I have known Vinod Khosla for a long time. He is a passionate and a committed man on things, start-ups and companies, and concepts he likes. He simply loved Juniper Networks. He now has resigned from the board – and to me that means one of the two things. Either his love affair with Juniper has ended or I think it is a clear sign that Telecom has become un-investment worthy. I think it is more the latter. He is currently interested in different technologies that bring about change in rural India, and he is concentrating on that quite hard.
bq. “Vinod Khosla has a reputation as a visionary and as a person who is able to identify industry trends well before others,” said Maggie Nielson, vice president for strategic development of Unitus, an organization based in Redmond, Wash., that helps provide capital financing and strategic help to microfinance initiatives. “Having someone with his credibility endorse this relatively unknown industry brings significant attention.
bq. It was heartening, Mr. Khosla said, to see that the entrepreneurial principles of Silicon Valley applied just as well in rural India and Bangladesh. “Granted, they are not as profitable as Google, but they have the same level of social impact.”
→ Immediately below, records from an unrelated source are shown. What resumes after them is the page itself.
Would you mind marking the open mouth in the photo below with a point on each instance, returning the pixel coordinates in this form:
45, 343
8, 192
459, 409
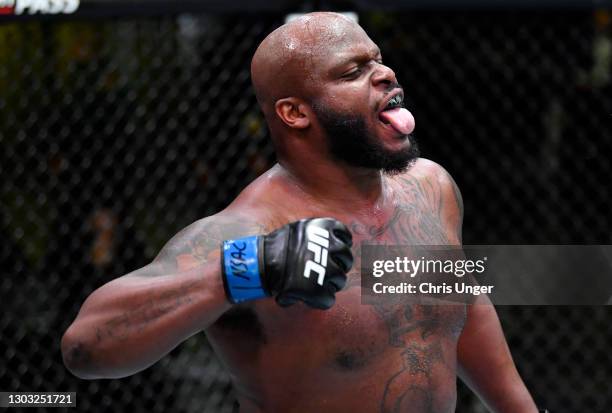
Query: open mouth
394, 115
395, 102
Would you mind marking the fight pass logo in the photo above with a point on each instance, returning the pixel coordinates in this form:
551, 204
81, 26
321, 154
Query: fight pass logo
19, 7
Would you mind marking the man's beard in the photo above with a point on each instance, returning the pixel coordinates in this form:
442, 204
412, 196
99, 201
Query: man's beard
350, 141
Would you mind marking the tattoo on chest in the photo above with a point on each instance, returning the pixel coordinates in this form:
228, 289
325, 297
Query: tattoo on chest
412, 383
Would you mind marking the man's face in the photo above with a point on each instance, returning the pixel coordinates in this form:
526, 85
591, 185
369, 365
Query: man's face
352, 88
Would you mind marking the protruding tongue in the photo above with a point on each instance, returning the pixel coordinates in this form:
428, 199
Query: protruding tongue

Ironically, the other telecom investor of the bubble years, Atiq Raza has gone back to his roots – chips. Light Reading reports that Raza has started Raza Microelectronics Inc. (RMI). The company has been in stealth mode for quite sometime and is said to be building a gigabit ethernet switch on a chip. RMI’s only overt move came in July when it acquired SandCraft Inc., a microprocessor startup funded by RFI.
I’m less impressed with Khosla. SOme of his current key companies seem to be flailing badly: Centrata, OnFiber and Zaplet. I can’t even think what he’s really done. Juniper and Qwest??